Among the products in both boys’ and girls’ bags: shampoo, conditioner, body wash, lotion, a toothbrush, toothpaste, and a washcloth. All items are brand new and full size, and the bags are not transparent. “The discreetness is a plus,” says Milagros Thompson, a guidance counselor at Baker Middle School in Tacoma. “These kids are modest and don’t want people knowing their situation. … It’s not a bag that says, ‘I got free stuff.’”

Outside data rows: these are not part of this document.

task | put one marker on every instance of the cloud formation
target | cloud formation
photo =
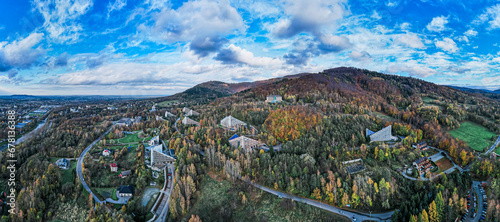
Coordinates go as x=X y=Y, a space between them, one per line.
x=203 y=22
x=412 y=70
x=446 y=44
x=21 y=53
x=492 y=16
x=236 y=55
x=438 y=24
x=61 y=18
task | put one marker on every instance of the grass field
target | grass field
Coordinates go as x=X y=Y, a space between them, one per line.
x=428 y=101
x=475 y=135
x=443 y=165
x=130 y=138
x=68 y=175
x=220 y=200
x=167 y=103
x=107 y=192
x=383 y=116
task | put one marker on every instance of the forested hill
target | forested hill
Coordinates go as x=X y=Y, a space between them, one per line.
x=352 y=82
x=359 y=92
x=370 y=88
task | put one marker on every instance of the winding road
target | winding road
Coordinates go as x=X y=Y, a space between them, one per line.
x=494 y=145
x=80 y=163
x=335 y=210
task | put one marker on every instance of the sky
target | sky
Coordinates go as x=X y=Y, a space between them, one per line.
x=158 y=47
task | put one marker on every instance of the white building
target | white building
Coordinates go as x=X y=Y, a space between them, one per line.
x=190 y=112
x=155 y=141
x=106 y=153
x=168 y=114
x=274 y=99
x=232 y=123
x=188 y=121
x=245 y=143
x=384 y=134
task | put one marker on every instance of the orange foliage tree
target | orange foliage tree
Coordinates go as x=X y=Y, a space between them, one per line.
x=290 y=123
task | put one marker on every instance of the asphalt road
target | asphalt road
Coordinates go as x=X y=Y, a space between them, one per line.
x=494 y=145
x=175 y=125
x=335 y=210
x=479 y=202
x=80 y=162
x=162 y=211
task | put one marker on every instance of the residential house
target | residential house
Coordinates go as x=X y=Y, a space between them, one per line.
x=188 y=121
x=168 y=114
x=274 y=99
x=114 y=167
x=245 y=143
x=125 y=173
x=125 y=191
x=189 y=112
x=423 y=165
x=421 y=146
x=232 y=123
x=63 y=163
x=384 y=134
x=124 y=122
x=155 y=141
x=106 y=153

The handwritten card that comes in each bag can be a keepsake. One girl in middle school read hers and said, “‘I love this. I’m going to put this on my mirror,’” recalls Kristin Mitchell, a school counselor at Giaudrone Middle School in Tacoma.
‘She’s a Rock Star’
Chambers-Gordon learned about giving back from her Jamaican mom and shares that spirit with Amara, her only child. “Since I was young, we would throw holiday parties, and instead of asking for gifts, we would ask people to bring donations for the YWCA, for food drives,” says Amara, 23, a Microsoft technical project manager who volunteers as Raising Girls’ social media manager. During the pandemic, her mom drove a care bag to someone without bus fare. “She’s a rock star,” says Amara.
“’You’re amazing. Believe in yourself.’” —a volunteer-penned note tucked into a Raising Girls care bag
Before Chambers-Gordon switched to a real estate career four and a half years ago, she employed a giveback philosophy at the University of Puget Sound, where she was the director of fellowships and scholarships. “One of our students got a Rhodes scholarship because of [Chambers-Gordon’s mentorship],” says Ellen Peters, associate provost for institutional research, planning, and student success. “Some people will talk a good game, but they won’t do the work. She does both.”
Contributing to Change
“Sharon has this way of seeing a gap that needs to be filled and filling it,” Peters says. Chambers-Gordon has been so effective at raising awareness of young girls’ health that her work even contributed to new legislation in Washington state: For the 2022-23 academic year, schools will be required to stock menstrual products.
Chambers-Gordon makes it easy for girls to get care bags, quickly responding to requests without requiring people to fill out extensive forms. “It was straightforward,” says Christine Young, whose 9-year-old daughter, Elise Brown, just started her period. “It was a wonderful experience.”
“There are certain people in your life who you admire and look up to as models for the way you would love to be,” Peters says. “Sharon is one of those people in my life.” During difficult times, Peters adds, she even asks herself: “How would Sharon handle this?”